Book event: ‘Ascendants: Bauhaus Handprints Collected by László Moholy-Nagy’

Speakers: Dr Robin Schuldenfrei (The Courtauld), Professor Jan Tichy (Associate Professor, School of the Art Institute of Chicago, Chicago, USA) and Professor Elizabeth Otto (Professor of Art History and Visual Studies, The State University of New York, Buffalo, USA)


Ascendants: Bauhaus Handprints Collected by László Moholy-Nagy is a new publication that offers a unique insight into one of the less familiar sides of the Bauhaus at large and Moholy-Nagy in particular. In May 1926, thirteen Bauhaus professors and students created handprints that were preserved by László Moholy-Nagy. This book brings together for the first time all of the so-called Bauhaus handprints in their historical and contemporary contexts with scholars and artists touching upon and responding to the Bauhaus legacy. 

This event is dedicated to the less rational and the less well-trodden aspects of life at the Bauhaus. With guest speakers Prof. Jan Tichy and Prof. Elizabeth Ottoin conversation with Dr Robin Schuldenfrei, it will explore questions of early 20th century beliefs, practices, collaborations, and works produced both formally and informally at the Bauhaus.  

Organised by Dr Robin Schuldenfrei – (Katja and Nicolai Tangen Senior Lecturer in 20th Century Modernism at The Courtauld Institute of Art)

Elizabeth Otto is Professor of art history and gender studies at the State University of New York at BuffaloShe is the author of Haunted Bauhaus: Occult Spirituality, Gender Fluidity, Queer Identities, and Radical Politics (MIT Press, 2019) and Tempo, Tempo! The Bauhaus Photomontages of Marianne Brandt (2005), and the co-author of Bauhaus Women: A Global Perspective (with Patrick Rössler, 2019). Her coedited books include Bauhaus Bodies: Gender, Sexuality, and Body Culture in Modernism’s Legendary Art School (with Rössler, 2019), Art and Resistance in Germany (with Deborah Ascher Barnstone, 2018), and Passages of Exile (with Burcu Dogramaci, 2017).  

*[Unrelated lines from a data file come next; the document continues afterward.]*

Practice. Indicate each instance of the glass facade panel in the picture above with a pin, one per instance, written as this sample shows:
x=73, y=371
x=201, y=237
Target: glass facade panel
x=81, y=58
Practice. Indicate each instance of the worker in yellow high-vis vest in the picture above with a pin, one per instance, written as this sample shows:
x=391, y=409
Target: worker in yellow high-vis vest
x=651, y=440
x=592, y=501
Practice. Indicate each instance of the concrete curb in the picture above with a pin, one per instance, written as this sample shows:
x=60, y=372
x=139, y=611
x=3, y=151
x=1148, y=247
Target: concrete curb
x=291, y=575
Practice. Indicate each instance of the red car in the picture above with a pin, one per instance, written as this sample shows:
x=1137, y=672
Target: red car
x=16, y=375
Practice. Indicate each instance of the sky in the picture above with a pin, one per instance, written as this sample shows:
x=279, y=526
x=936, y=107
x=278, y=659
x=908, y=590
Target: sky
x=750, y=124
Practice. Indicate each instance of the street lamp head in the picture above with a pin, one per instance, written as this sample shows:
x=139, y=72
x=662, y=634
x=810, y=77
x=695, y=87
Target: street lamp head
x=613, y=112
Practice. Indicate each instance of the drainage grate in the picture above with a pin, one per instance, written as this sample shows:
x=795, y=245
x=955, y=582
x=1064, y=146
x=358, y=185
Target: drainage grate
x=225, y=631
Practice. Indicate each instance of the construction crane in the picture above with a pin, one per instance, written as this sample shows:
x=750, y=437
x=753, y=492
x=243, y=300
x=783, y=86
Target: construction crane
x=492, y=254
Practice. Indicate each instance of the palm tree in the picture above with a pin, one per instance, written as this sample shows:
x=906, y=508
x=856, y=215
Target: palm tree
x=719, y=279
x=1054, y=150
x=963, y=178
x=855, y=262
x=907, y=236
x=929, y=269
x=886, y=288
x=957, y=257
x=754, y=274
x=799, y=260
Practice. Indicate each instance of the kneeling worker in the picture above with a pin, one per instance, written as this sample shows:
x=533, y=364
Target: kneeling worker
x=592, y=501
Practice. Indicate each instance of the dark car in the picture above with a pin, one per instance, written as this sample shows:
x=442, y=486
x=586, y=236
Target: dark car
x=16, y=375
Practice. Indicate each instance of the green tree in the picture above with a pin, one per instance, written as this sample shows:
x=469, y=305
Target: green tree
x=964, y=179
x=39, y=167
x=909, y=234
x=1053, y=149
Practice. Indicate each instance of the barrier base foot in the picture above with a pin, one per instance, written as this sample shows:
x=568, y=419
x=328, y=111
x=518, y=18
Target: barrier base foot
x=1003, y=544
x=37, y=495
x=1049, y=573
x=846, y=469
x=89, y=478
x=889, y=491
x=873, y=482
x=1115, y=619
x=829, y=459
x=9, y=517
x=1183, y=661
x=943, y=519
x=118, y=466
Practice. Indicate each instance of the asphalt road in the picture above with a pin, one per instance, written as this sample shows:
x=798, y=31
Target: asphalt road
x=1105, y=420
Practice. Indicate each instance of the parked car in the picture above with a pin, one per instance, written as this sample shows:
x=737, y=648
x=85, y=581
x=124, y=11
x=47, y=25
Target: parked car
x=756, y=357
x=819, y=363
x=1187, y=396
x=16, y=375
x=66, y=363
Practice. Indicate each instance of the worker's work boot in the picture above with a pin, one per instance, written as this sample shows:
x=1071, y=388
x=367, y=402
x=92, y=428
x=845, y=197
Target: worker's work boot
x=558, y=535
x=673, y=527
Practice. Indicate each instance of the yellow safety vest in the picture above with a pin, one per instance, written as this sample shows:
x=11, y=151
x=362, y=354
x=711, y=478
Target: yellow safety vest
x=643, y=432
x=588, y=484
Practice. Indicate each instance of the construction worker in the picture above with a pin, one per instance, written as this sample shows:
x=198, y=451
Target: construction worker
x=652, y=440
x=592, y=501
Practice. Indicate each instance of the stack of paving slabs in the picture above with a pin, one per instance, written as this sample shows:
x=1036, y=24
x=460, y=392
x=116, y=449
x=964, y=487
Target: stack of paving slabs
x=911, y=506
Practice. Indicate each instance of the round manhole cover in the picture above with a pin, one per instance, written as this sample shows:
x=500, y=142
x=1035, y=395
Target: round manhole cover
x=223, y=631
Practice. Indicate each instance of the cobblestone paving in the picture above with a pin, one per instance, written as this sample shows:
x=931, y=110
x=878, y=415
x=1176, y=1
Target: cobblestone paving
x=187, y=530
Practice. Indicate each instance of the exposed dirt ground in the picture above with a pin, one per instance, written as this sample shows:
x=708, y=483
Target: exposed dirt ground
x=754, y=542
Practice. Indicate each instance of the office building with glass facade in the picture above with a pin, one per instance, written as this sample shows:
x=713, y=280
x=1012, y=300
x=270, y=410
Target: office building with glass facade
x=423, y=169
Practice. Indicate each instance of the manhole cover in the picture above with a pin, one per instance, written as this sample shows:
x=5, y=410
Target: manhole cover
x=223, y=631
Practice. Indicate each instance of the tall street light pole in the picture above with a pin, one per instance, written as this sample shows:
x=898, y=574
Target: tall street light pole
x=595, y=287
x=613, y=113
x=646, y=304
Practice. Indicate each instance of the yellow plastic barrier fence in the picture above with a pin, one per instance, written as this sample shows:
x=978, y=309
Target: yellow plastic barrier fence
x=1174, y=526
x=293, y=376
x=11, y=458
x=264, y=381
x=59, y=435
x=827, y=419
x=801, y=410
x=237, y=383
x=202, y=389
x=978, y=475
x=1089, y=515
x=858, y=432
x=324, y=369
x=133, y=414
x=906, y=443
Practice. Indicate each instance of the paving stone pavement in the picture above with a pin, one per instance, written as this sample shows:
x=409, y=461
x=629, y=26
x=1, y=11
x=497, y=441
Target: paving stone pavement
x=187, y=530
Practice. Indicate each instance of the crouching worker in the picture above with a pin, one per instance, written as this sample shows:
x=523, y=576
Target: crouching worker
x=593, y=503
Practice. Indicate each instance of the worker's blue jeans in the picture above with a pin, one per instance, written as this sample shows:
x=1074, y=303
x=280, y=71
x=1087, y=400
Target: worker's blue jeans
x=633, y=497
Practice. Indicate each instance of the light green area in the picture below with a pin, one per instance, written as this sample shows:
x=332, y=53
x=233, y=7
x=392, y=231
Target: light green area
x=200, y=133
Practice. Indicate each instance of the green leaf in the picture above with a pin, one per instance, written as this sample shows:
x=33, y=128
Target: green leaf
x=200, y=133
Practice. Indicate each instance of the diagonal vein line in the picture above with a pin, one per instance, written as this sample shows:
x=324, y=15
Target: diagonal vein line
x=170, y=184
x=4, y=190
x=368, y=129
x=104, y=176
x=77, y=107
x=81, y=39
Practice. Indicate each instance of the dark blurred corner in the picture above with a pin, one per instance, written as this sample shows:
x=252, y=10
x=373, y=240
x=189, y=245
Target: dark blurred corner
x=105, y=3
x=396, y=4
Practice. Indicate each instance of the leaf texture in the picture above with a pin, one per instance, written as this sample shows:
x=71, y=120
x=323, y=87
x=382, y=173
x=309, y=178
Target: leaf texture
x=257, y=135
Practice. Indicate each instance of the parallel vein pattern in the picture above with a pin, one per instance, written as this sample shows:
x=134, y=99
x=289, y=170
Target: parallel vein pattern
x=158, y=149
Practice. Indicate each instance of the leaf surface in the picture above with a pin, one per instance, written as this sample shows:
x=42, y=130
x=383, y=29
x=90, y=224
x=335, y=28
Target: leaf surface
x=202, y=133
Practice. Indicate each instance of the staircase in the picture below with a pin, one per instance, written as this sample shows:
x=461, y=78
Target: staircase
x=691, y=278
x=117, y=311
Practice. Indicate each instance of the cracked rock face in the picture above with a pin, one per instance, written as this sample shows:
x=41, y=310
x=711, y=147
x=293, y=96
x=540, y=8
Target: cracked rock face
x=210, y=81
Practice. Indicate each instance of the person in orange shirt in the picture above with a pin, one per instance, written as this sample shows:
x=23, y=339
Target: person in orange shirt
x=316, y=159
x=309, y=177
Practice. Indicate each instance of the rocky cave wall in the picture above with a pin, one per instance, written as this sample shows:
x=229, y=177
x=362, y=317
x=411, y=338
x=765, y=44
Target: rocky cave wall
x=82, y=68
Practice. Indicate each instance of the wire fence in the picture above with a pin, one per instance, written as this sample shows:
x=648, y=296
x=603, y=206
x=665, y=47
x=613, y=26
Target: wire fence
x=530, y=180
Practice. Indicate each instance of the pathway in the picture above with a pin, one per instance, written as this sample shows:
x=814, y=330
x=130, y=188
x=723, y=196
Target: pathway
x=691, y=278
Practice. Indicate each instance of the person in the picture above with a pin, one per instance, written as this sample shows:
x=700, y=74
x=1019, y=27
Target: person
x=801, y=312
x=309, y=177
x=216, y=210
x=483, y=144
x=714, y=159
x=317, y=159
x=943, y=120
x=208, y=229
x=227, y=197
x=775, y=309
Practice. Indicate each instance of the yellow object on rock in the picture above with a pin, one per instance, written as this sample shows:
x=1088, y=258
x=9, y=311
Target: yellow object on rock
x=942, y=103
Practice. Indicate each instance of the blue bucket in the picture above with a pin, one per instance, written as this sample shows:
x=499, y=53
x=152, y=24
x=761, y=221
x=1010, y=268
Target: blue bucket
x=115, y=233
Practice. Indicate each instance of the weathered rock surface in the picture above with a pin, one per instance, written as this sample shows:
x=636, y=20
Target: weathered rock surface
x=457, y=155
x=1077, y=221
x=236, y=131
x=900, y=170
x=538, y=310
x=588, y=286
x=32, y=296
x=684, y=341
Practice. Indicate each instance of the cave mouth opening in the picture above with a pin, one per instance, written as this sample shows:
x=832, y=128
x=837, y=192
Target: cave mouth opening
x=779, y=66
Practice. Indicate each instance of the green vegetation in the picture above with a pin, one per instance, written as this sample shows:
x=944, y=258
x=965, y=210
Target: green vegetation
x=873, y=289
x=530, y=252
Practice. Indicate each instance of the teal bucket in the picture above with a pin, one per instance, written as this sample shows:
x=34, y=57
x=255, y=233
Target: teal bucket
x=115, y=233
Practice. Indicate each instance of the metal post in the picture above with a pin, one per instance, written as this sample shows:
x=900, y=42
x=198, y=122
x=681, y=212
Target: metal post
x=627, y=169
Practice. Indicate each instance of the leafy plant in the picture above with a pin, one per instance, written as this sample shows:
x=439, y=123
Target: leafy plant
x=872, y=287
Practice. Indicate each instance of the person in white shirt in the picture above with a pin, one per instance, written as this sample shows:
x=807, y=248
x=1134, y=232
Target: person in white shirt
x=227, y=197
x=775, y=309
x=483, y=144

Jan Tichy is a contemporary artist and educator. Working at the intersection of video, sculpture, architecture, and photography, his conceptual work is socially and politically engaged. Tichy earned his MFA from the School of the Art Institute of Chicago, where he is an Associate Professor at the Department of Photography and the Department of Art & Technology Studies. Tichy has had solo exhibitions at the MCA Chicago; Tel Aviv Museum of Art; CCA Tel Aviv; Wadsworth Atheneum Museum of Art; Museum of Contemporary Photography, Chicago; and the Santa Barbara Museum of Art and elsewhere.  His works are included in public collections of MoMA in New York and the Israel Museum in Jerusalem among others. His large public art projects engage communities and offer platforms to share. In 2011 Project Cabrini Green illuminated with the spoken word the last high rise building of the Cabrini Green housing projects in Chicago and Beyond Streaming: a sound mural for Flint at the Broad Museum in Michigan in 2017 brought teens from Flint and Lansing to share their experience of the ongoing water crisis. He is particularly interested in the art and pedagogy of László Moholy-Nagy and is also co-curating, with Robin Schuldenfrei, a retrospective on Bauhaus photographer Lucia Moholy. In summer 2020 he was an invited artist at the Bauhaus Residency programme, where he lived and worked at the Schlemmer Master House. 


Robin Schuldenfrei is the Katja and Nicolai Tangen Senior Lecturer in 20th Century Modernism at The Courtauld Institute of Art. She has written widely on modernism as it intersects with theories of the object, architecture and interiors. Her publications include Luxury and Modernism: Architecture and the Object in Germany 1900-1933 (Princeton University Press, 2018) as well as numerous articles, essays, and the edited volumes: Iteration: Episodes in the Mediation of Art and Architecture (2020), Atomic Dwelling: Anxiety, Domesticity, and Postwar Architecture (2012) and, co-edited with Jeffrey Saletnik, Bauhaus Construct: Fashioning Identity, Discourse, and Modernism (2009).